Non è necessario però diventare storici dell’arte o studiosi del linguaggio visuale, per scoprire che dietro il santino della pop art – divenuto icona dopo averne lui stesso create – c’è molto di più.
La nuova mostra che si apre il 1 giugno presso il Museo Civico della Laguna Sud di Chioggia – “Andy Warhol: an american artist” – per esempio, è forse la via più semplice per addentrarsi fra le tappe del percorso che ha reso Warhol inventore di un nuovo paradigma artistico, sfaccettato e stratificato.

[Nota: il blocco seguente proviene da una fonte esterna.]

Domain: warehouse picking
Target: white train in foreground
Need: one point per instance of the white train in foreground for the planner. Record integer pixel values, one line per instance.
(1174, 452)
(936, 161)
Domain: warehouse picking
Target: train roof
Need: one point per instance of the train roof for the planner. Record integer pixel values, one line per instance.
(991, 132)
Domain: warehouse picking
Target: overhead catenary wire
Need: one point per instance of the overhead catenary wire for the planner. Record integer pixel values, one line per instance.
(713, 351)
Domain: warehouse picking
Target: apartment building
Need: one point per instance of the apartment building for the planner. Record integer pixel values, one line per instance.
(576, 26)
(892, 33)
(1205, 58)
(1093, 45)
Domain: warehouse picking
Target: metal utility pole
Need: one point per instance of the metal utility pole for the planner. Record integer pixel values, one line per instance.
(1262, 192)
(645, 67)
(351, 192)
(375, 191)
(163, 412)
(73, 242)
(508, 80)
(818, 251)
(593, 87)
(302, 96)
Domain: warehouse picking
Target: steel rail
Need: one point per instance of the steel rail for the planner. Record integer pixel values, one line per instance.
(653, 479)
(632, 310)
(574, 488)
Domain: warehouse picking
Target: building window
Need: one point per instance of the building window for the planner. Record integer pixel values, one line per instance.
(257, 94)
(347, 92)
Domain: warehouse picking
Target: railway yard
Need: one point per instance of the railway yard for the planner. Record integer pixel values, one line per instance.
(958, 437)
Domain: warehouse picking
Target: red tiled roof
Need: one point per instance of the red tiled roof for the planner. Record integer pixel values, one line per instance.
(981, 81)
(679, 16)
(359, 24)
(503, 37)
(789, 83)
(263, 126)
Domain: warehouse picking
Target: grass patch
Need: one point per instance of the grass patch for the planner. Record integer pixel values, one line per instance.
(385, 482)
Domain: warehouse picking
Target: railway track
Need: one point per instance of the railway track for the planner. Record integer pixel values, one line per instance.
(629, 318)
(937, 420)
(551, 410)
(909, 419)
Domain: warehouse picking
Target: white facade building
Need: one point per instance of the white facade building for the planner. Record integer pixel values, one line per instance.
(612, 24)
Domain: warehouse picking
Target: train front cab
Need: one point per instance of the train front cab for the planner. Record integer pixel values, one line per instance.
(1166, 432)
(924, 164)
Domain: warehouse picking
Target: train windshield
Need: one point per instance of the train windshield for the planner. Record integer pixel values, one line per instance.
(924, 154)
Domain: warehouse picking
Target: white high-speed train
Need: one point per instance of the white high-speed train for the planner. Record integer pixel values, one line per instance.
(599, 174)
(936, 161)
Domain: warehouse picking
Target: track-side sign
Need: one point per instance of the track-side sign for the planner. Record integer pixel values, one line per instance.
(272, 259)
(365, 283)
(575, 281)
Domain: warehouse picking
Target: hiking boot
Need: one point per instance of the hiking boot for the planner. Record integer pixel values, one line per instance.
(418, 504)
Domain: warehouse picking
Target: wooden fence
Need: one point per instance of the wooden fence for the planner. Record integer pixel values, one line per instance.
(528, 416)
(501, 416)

Le 50 opere che compongono l’esposizione, selezionate dal curatore della mostra Matteo Vanzan, assumono infatti un particolare rilievo adesso che, decenni dopo la provocazione warholiana per cui anche l’arte poteva (e doveva) diventare un prodotto “di consumo”, una simile concezione non è più avanguardia, ma solida accademia, consolidata visione allargatasi ben oltre il campo dell’attività a fini estetici. Se prima, infatti, la Factory di Warhol – inutile ribadirne il “nomen omen” – faceva da scandaloso punto di riferimento per la rivoluzione, oggi i suoi antichi lavori appaiono come le pietre miliari sulla via che ha portato alla imminente dematerializzazione (alcuni direbbero ritorno inevitabile al mondo delle Idee ) in senso digitale dell’opera d’arte. Comunque la si pensi, una questione ormai ineludibile.